C’est une des raisons pour lesquelles il est si fructueux de s’y pencher : le texte est autant un plaidoyer humaniste pour la liberté que l’exhortation passionnée d’un jeune périgourdin à se dresser contre la tyrannie. Les nombreuses éditions du texte depuis le XVI° siècle attestent de sa plasticité et de l’attrait qu’il suscite à toutes les époques : l’universalité du propos (l’indignation face à la domination) ainsi que l’intemporalité des références (quasi exclusivement des références à l’Antiquité et à la mythologie) en font un texte qu’on peut aisément s’approprier en fonction des contextes historiques et politiques.

La nature du texte est, d’une certaine manière, hybride : le Discours de la servitude volontaire relève, au moins partiellement, du genre de la declamatio (exercice rhétorique qui illustre l’éloquence de l’auteur) ; il consiste également en une réflexion à la fois philosophique sur la nature humaine, ainsi que politique sur l’organisation des sociétés et leur rapport au pouvoir. Il est en effet question de la nature humaine lorsque La Boétie s’interroge sur le poids de la coutume dans la servitude : il en va alors d’une réflexion anthropologique, puisqu’il s’agit pour lui de déterminer si la servitude est naturelle ou non – c’est le débat de l’inné contre l’acquis. Pour l’auteur, nul doute que seule la liberté est naturelle; la servitude étant, en quelque sorte, une très mauvaise habitude.

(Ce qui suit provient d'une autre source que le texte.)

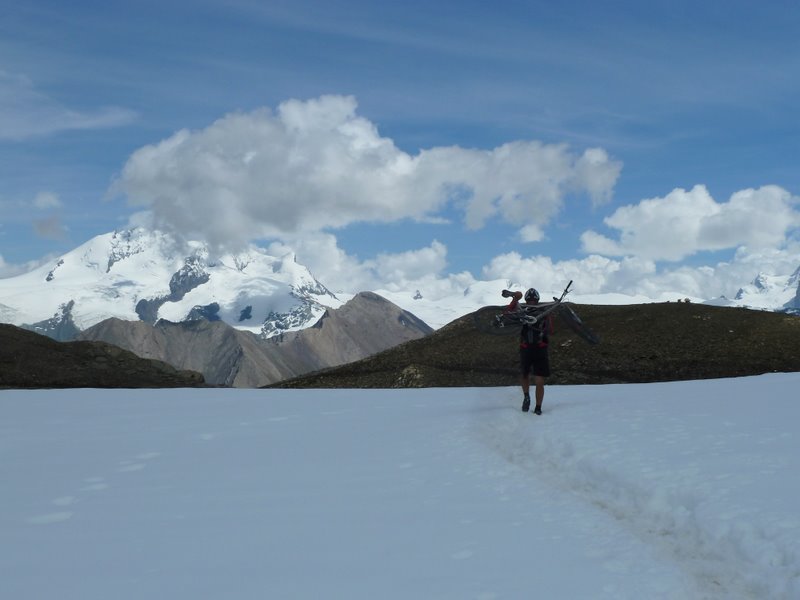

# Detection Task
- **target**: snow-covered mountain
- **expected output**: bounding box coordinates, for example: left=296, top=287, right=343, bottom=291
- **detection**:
left=706, top=266, right=800, bottom=313
left=0, top=228, right=342, bottom=339
left=2, top=227, right=798, bottom=337
left=386, top=267, right=800, bottom=329
left=374, top=281, right=708, bottom=330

Bien sûr, le Discours de la servitude volontaire est aussi un texte politique: non seulement parce qu’il s’érige contre la domination, mais aussi parce qu’il cherche à en décrire les ressorts, sociaux et humains. C’est dans cette perspective qu’il faut comprendre la chaîne des «tyranneaux» évoquée à la fin du texte. La Boétie ne se contente pas de dénoncer la domination d’un seul (ou de quelques-uns) sur tous, il cherche a comprendre comment cette domination fonctionne. Et c’est précisement parce que les «tyranneaux» se font le relai de la tyrannie qu’ils lui permettent d’exister : ainsi, la fin du texte appelle chacun et chacune d’entre nous à interroger la place que nous occupons dans cette interminable chaîne de la domination.

Toutefois, la dimension philosophique et politique du Discours n’ôte rien à ses qualités littéraires : La Boétie était féru de poésies grecques et latines (il a d’ailleurs traduit des poèmes d’Homère), et la construction de son texte en témoigne. Les rythmes, le lexique, la syntaxe: des passages entiers du Discours chantent comme s’ils avaient été composés en sonnet plutôt qu’en prose. La lecture attentive du texte révèle ces mélodies, qui ne manquent pas de mettre en valeur le coeur du propos de La Boétie.

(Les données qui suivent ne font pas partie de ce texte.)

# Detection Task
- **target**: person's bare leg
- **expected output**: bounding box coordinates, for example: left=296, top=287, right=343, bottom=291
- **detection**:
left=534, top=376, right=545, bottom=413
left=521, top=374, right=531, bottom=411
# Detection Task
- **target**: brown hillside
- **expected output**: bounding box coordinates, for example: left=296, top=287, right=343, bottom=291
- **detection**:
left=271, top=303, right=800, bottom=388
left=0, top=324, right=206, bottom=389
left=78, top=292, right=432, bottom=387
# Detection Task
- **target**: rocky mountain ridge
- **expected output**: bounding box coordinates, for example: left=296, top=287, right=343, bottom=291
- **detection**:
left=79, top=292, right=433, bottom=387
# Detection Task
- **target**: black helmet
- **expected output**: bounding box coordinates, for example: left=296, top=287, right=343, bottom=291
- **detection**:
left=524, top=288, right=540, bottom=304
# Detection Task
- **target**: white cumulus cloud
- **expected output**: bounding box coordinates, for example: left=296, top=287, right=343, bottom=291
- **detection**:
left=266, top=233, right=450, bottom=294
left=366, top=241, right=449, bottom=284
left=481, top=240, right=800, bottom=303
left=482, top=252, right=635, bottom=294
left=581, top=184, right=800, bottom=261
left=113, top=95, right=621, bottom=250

Les pièges courants et comment les éviter


Ne pas confondre radicalité et révolution!

Dans le cas du Discours de la servitude volontaire, le principal piège serait de lire l’œuvre comme un pamphlet révolutionnaire annonçant les grands bouleversements à venir, et de présenter La Boétie comme un agitateur ou un rebelle à l’autorité. Cette lecture projetée fait fi de son contexte: l’auteur était un humaniste du XVie siècle, fidèle à la monarchie, proche de Montaigne, et profondément attaché à l’ordre établi.

Réduire le Discours à une dénonciation directe de la tyrannie, sans prendre en compte sa dimension anthropologique, c’est passer à côté de l’essentiel.

Le texte propose en réalité une réflexion complexe sur les mécanismes de la domination et de l’adhésion volontaire au pouvoir, qui touche à la psychologie collective, à l’éducation, aux habitudes culturelles. Il est donc impératif de recontextualiser le texte historiquement, notamment en Lien avec les guerres de Religion, la pensée politique de la Renaissance et les références antiques. 

Une lecture hors contexte pourrait entraîner des interprétations anachroniques, qui transformerait le Discours en appel à l’insoumission généralisée, ce qu’il n’est pas.

Enfin, il ne faut pas perdre de vue que ce texte, bien qu’il mobilise une rhétorique forte, ne constitue pas un programme politique, mais un exercice de pensée. Il s’agit moins d’un appel à agir que d’une invitation à comprendre pourquoi les peuples se soumettent si facilement — et ce faisant, à interroger notre propre rapport à l’autorité.